The advent of molecular sequencing technology has led to an enormous amount of data being generated from the genome, transcriptome, proteome, and metabolome in cancer research. However, analyzing these complex -omics datasets to identify specific biomarkers from potential confounding variables remains a significant challenge.
Researchers at Beth Israel Deaconess Medical Center (BIDMC) recently explored the application of a statistical technique, propensity score matching (PSM), to minimize confounding factors in omics analysis. Their findings were published in the journal PLOS ONE.

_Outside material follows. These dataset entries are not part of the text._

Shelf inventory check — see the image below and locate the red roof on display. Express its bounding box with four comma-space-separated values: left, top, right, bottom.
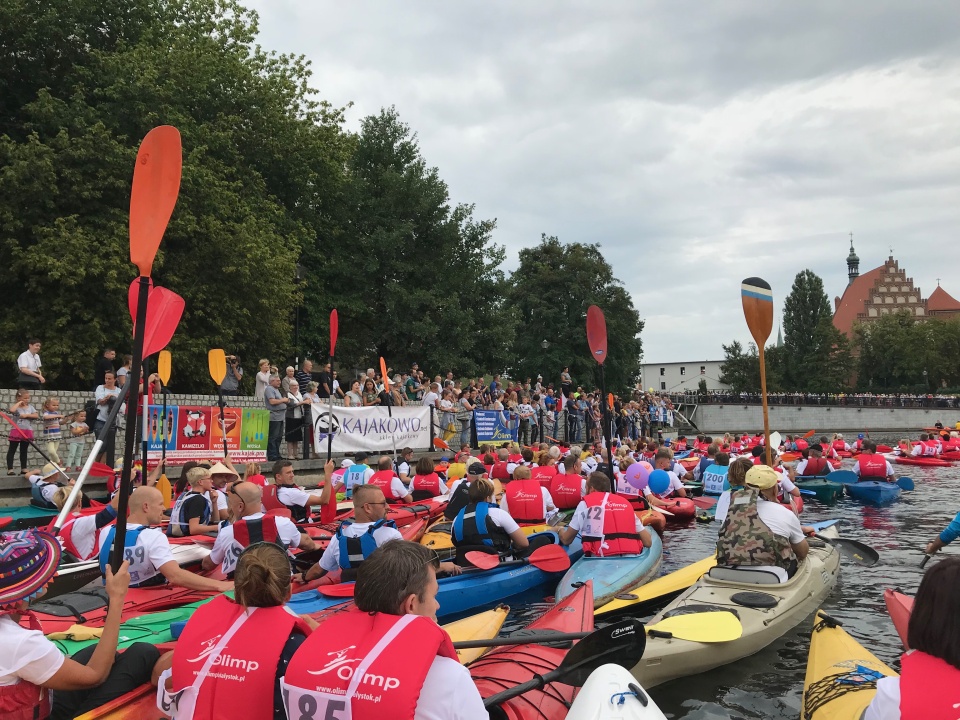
833, 265, 884, 335
927, 285, 960, 313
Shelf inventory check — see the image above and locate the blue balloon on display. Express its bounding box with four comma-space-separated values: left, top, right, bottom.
650, 470, 670, 495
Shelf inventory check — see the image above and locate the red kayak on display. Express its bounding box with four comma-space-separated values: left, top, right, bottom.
470, 582, 593, 720
894, 456, 950, 467
883, 590, 913, 650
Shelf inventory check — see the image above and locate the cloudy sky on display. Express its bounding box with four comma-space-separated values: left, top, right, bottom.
248, 0, 960, 362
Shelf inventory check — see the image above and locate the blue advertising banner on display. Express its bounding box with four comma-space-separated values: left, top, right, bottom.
473, 410, 520, 443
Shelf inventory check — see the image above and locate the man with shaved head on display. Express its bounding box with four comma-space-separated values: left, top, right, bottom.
100, 486, 233, 592
203, 482, 316, 577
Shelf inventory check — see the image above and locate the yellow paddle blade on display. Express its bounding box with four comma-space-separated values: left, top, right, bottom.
157, 350, 170, 385
207, 348, 227, 386
647, 610, 743, 642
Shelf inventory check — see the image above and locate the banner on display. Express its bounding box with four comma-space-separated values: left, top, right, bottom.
147, 405, 270, 467
310, 403, 430, 454
473, 410, 520, 443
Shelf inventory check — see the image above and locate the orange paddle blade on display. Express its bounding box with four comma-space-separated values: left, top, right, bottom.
130, 125, 183, 277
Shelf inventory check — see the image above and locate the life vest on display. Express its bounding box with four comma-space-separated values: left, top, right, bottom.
410, 473, 443, 500
900, 650, 960, 720
580, 492, 643, 557
700, 463, 730, 495
282, 610, 457, 720
717, 487, 797, 574
800, 457, 833, 477
548, 473, 583, 510
337, 520, 397, 582
507, 476, 544, 524
167, 490, 212, 537
857, 453, 887, 479
367, 470, 406, 502
100, 525, 165, 587
171, 595, 312, 720
450, 502, 512, 553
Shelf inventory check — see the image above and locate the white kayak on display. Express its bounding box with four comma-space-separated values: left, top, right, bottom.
567, 664, 667, 720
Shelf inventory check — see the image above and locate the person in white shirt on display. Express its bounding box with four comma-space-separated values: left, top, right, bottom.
202, 482, 317, 577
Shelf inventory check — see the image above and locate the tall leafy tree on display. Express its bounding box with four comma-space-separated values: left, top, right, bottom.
508, 235, 643, 392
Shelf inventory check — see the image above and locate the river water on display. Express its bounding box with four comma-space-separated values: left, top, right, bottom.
496, 435, 960, 720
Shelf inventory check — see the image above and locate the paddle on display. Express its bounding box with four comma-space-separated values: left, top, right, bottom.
157, 350, 173, 508
740, 277, 773, 465
207, 348, 227, 457
453, 610, 743, 650
112, 125, 183, 572
483, 618, 647, 708
464, 545, 570, 572
587, 305, 617, 488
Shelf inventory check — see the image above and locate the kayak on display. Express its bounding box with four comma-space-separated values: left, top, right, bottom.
883, 590, 913, 650
593, 555, 717, 618
801, 612, 896, 720
287, 532, 583, 618
76, 605, 510, 720
846, 480, 900, 505
894, 455, 950, 467
632, 525, 840, 688
555, 533, 663, 608
567, 663, 667, 720
794, 476, 843, 505
470, 582, 593, 720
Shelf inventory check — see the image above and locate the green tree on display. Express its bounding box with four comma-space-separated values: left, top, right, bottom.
508, 235, 643, 392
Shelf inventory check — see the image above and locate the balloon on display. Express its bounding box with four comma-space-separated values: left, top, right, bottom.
624, 460, 653, 492
650, 470, 670, 495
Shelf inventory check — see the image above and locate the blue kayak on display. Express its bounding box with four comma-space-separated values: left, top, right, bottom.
846, 480, 900, 505
556, 532, 663, 608
287, 532, 583, 618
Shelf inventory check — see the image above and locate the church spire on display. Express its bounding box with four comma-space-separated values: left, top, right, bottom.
847, 233, 860, 285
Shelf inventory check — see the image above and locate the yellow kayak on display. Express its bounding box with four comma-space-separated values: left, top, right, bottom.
593, 555, 717, 617
75, 605, 510, 720
801, 610, 896, 720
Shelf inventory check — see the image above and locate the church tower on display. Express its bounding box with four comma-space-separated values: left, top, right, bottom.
847, 233, 860, 285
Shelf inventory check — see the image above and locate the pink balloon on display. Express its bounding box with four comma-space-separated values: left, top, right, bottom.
624, 460, 653, 492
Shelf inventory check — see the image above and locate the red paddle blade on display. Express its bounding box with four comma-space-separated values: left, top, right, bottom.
529, 545, 570, 572
464, 550, 500, 570
587, 305, 607, 365
330, 308, 340, 357
130, 125, 183, 277
317, 583, 356, 597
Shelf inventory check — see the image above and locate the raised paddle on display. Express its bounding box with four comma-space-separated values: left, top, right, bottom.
207, 348, 227, 457
587, 305, 617, 488
111, 125, 183, 572
464, 545, 570, 572
740, 277, 773, 466
483, 618, 647, 708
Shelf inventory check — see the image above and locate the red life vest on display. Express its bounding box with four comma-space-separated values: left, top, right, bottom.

The team analyzed two colorectal (CRC) cancer datasets using archived tissue samples. They divided cancer cases into favorable and unfavorable prognosis groups based on patient survival information. The groups were then compared to uncover prognostic protein or transcript biomarkers.
The first dataset consisted of proteomic expression profiles from 544 surgically resected CRC tissues stored in the pathology archives of a major academic medical center. This cohort included 367 patients who survived more than three years without recurrence (favorable outcome group) and 60 patients who had recurrence within three years (unfavorable outcome group). The second dataset comprised RNA sequencing profiles of 163 CRC cases, with 130 cases in the favorable prognosis group and 33 cases in the unfavorable prognosis group.
The study’s results suggest that PSM could emerge as an efficient and cost-effective strategy for multiomic data analysis and clinical trial design in biomarker discovery. By minimizing confounding factors, PSM could help researchers identify more accurate and reliable biomarkers for cancer diagnosis and treatment.